Despite troubling sentiment in the earnings calls for both Nike and Lululemon, one analyst believes Lululemon is still a strong long-term stock option, while Nike is more neutral.

On Thursday, Lululemon projected fiscal-year revenue of US$10.7 billion, which would represent double-digit growth, but short of the 19-per-cent growth it saw in the last fiscal year. The Canadian retailer cited a slowdown in U.S. spending for the dip in projections.

Meanwhile, Nike beat analysts’ expectations after it reported global revenue climbed 14 per cent to $12.4 billion for its most recent quarter, despite weakness in its Chinese sales and lingering inventory challenges.

Jessica Ramirez, senior analyst and Jane Hali and Associates, told BNN Bloomberg that Lululemon remains a strong investment opportunity, despite a disappointing quarter.

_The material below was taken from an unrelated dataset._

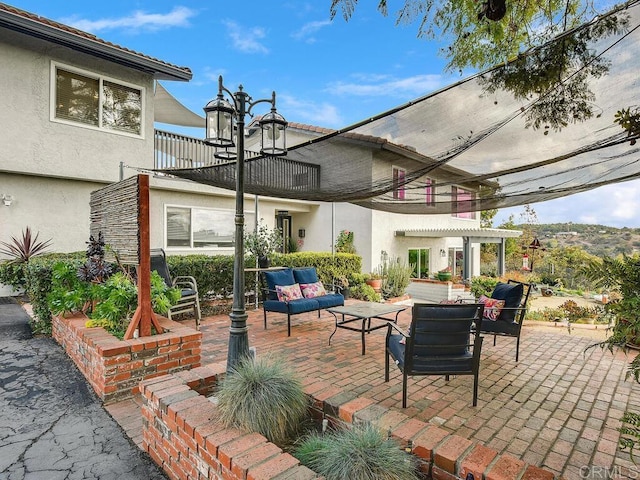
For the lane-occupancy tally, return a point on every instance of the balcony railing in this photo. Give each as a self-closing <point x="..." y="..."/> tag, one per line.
<point x="265" y="176"/>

“The figures are still very strong, especially with international and I think this brand does continue to innovate and bring newness,” she said in the Friday television interview.

“I think the consumer is still very much a fan. They're very loyal. It's a lifestyle brand and we really like it. So we are remaining positive on it.”

Anna Andreeva, a senior analyst with Needham & Company, said some of Lululemon’s issues are easily fixable, so the stock remains attractive.

“We do think this presents a good buying opportunity,” she said in a television interview Friday.

“This is a typically a pretty conservative management team, so we do think they guided the year conservatively and assuming that they're able to get back into some of those categories that they discussed, we do think there could be some upside.”

As Nike struggles with Chinese sales, Ramirez is optimistic about Lululemon’s own expansion in China.

“I think international continues to be very, very big for them, and I think that's a huge vehicle of growth, particularly in China,” she said. “We have seen that they resonated, they do an excellent job at localizing. I think the men's category has been very strong the previous quarter.”

When it comes to Nike, Jessica Ramirez said her firm remains neutral on the stock.

“This is the first time that we've seen -- on our terms -- Nike to be quite shaky and not as confident as they have been in terms of the call,” she said.

“I'll wait and see in terms of what that looks like going forward around the Olympics, which is something they obviously talked about, but as of now, I do remain concerned about what is down the pipeline.”